Por Maria Popova
Publicado no Brain Pickings
“Quando sinto uma terrível necessidade de religião, saio à noite para pintar as estrelas.”
— vincent van gogh
Em 1889, Vincent van Gogh (30 de março de 1853 a 29 de julho de 1890) pintou sua obra-prima icônica “A Noite Estrelada”, uma das mais reconhecidas e reproduzidas imagens na história da arte. No auge de sua luta ao longo da vida com a doença mental, ele criou a lendária pintura enquanto permanecia no manicômio em que voluntariamente se internara depois de mutilar a própria orelha. Mas, mais do que uma obra de arte, a pintura de Van Gogh revela pistas surpreendentes para entender alguns dos trabalhos mais misteriosos da ciência.
Esta curta animação fascinante de TED-Ed escrita por Natalya St. Clair, autora do livro “A Arte do Cálculo Mental”, explora como “A Noite Estrelada” lança luz sobre o conceito de fluxo turbulento na dinâmica de fluidos, uma das ideias mais complexas para explicar matematicamente e um dos mais difíceis conceitos de entender pela mente humana. Do por que a percepção do cérebro de luz e movimento nos faz ver os trabalhos impressionistas tremerem, como a teoria de um matemático russo explica a mancha vermelha brilhante de Júpiter, até o que o Telescópio Espacial Hubble tem a ver com os episódios psicóticos de Van Gogh. O vídeo une arte, ciência e saúde mental através da interação surpreendente entre turbulência física e psíquica.
Van Gogh e outros impressionistas representaram a luz de uma maneira diferente de seus antecessores, dando a sensação de captar o seu movimento, por exemplo, pelos reflexos do Sol na água, ou na luz das estrelas que cintila e se atenua através das ondas leitosas do céu azul da noite. O efeito é provocado pela luminância, a intensidade da luz nas cores sobre a tela.
A parte mais primitiva do nosso córtex visual, que vê o contraste da luz e movimento, mas não as cores, mistura duas áreas com cores diferentes se tiverem a mesma luminância. Mas a subdivisão primata do nosso cérebro vê as cores contrastantes sem mistura. Com estas duas interpretações acontecendo simultaneamente, a luz em muitas obras impressionistas parece pulsar, cintilar e radiar de forma estranha. É por isso que esta e outras obras impressionistas usavam pinceladas fortes e rápidas para captar algo espantosamente real sobre a forma como a luz se move.
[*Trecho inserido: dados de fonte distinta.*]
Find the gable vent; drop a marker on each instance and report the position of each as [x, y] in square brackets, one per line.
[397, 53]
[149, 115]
Sessenta anos depois, o matemático russo Andrey Kolmogorov aprofundou a nossa compreensão matemática da turbulência quando propôs que a energia, num fluido turbulento, a um comprimento R, varia na proporção de R elevado à potência de 5/3. Medições experimentais mostraram que Kolmogorov chegou bem perto do comportamento real do fluxo turbulento, embora a descrição completa da turbulência continue a ser um dos problemas insolúveis da física.
Um fluxo turbulento é autossemelhante se houver uma cascata de energia. Isto é, os grandes turbilhões transferem a sua energia para os turbilhões menores, que fazem o mesmo, em outras escalas. Como exemplo, temos a grande mancha vermelha de Júpiter, as formações de nuvens e as partículas de poeira interestelar.
Em 2004, usando o Telescópio Espacial Hubble, cientistas viram os turbilhões de uma distante nuvem de poeira e gás em volta de uma estrela, que lhes fez lembrar “A Noite Estrelada” de Van Gogh. Isso motivou cientistas do México, da Espanha e da Inglaterra a estudarem detalhadamente a luminância das pinturas de Van Gogh. Descobriram que há um padrão distinto de estruturas de fluidos turbulentos próximo da equação de Kolmogorov, oculto em muitas pinturas de Van Gogh.
Os pesquisadores digitalizaram as pinturas e mediram como a luminosidade varia entre quaisquer dois pixels. A partir das curvas medidas para as separações de pixels, concluíram que as pinturas do período de agitação psicótica de Van Gogh comportam-se espantosamente de modo semelhante à turbulência de fluidos. O autorretrato com um cachimbo de uma época mais calma de sua vida, não mostra sinais desta correspondência. O mesmo acontece com obras de outras artistas que, à primeira vista, pareciam igualmente turbulentas, como “O Grito”, de Edvard Munch.
Embora seja fácil dizer que o gênio turbulento de Van Gogh lhe permitiu representar a turbulência, também é muito difícil exprimir com rigor a extrema beleza do fato de que, num período de intenso sofrimento, Van Gogh fosse de certo modo capaz de perceber e representar um dos conceitos extraordinariamente mais difíceis que a natureza apresentou à humanidade, e unir, na sua inigualável imaginação, os mistérios mais profundos do movimento, do fluido e da luz.